A simple measurable function can be represented in the form $$ \varphi=\sum_{j=1}^{n} a_{j} \chi_{{E}_{j}} $$
where $a_{j} \in \mathbb{R}$ and $\chi_{{E}_{j}}$ is the characteristic function of a set $E_{j}$ in X.
Definition: We define the integral of $\varphi$ with respect to $\mu$ to be the extended real number $$ \int \varphi d \mu=\sum_{j=1}^{n} a_{j} \mu\left(E_{j}\right) $$
What the book states and proves: If $\lambda$ is defined for $E$ in $\boldsymbol{X}$ by $$ \lambda(E)=\int \varphi \chi_{E} d \mu $$ then $\lambda$ is a measure on $X$.
Proof:
Observe that $$ \varphi \chi_{E}=\sum_{j=1}^{n} a_{j} \chi_{E_{j} \cap E} $$
and that $$ \lambda(E)=\int \varphi \chi_{E} d \mu=\sum_{j=1}^{n} a_{j} \int \chi_{E_{j} \cap E} d \mu $$
The above expression is the issue for me. Why does $$\int \varphi \chi_{E} d \mu=\sum_{j=1}^{n} a_{j} \int \chi_{E_{j} \cap E} d \mu$$ holds?

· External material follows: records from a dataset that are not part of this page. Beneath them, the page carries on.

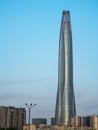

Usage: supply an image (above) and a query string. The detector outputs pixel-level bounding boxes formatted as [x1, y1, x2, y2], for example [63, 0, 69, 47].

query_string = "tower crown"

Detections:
[62, 11, 70, 22]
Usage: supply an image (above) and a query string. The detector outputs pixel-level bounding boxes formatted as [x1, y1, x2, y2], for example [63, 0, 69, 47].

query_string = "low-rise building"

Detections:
[23, 124, 36, 130]
[23, 125, 92, 130]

The author is taking the summand $\sum_{j=1}^{n} a_{j}$ out of integral, but I dont know why this is valid, since $a_{j} \in \mathbb{R}$ and therefore the sum may be negative, which is a problem since we only know so far that $$ \int c \varphi d \mu=c \int \varphi d \mu $$ where $c \geq 0$.
References: The elements of Integration and Lebesgue Measure by Robert G. Bartle
Thanks in advance, Lucas
Edit: I went through the Bartle. OP should specify that the above integral is only for non-negative simple functions.

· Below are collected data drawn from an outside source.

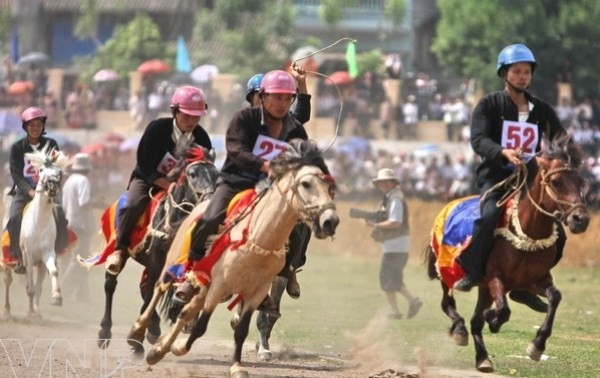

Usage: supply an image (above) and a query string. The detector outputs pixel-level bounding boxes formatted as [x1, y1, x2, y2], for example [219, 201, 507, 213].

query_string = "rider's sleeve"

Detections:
[225, 109, 265, 175]
[135, 120, 171, 184]
[293, 93, 312, 124]
[9, 141, 31, 194]
[470, 94, 504, 166]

He didn't manipulate any integral. We have that $\mathbb{I}_E\varphi$ is a simple function: $$\mathbb{I}_E\varphi=\sum_{k=1}^na_k\mathbb{I}_{E_k\cap E}$$ So its integral (in OP) is defined as $$\int \mathbb{I}_E\varphi \,d\mu = \sum_{k=1}^na_k\mu(E_k\cap E)$$ We also know that $\mathbb{I}_{E_k\cap E}$ is a (very) simple function, so $$\int \mathbb{I}_{E_k\cap E}d\mu = \mu(E_k\cap E)$$ Therefore $$\int \mathbb{I}_E\varphi \,d\mu=\sum_{k=1}^na_k\int \mathbb{I}_{E_k\cap E}d\mu $$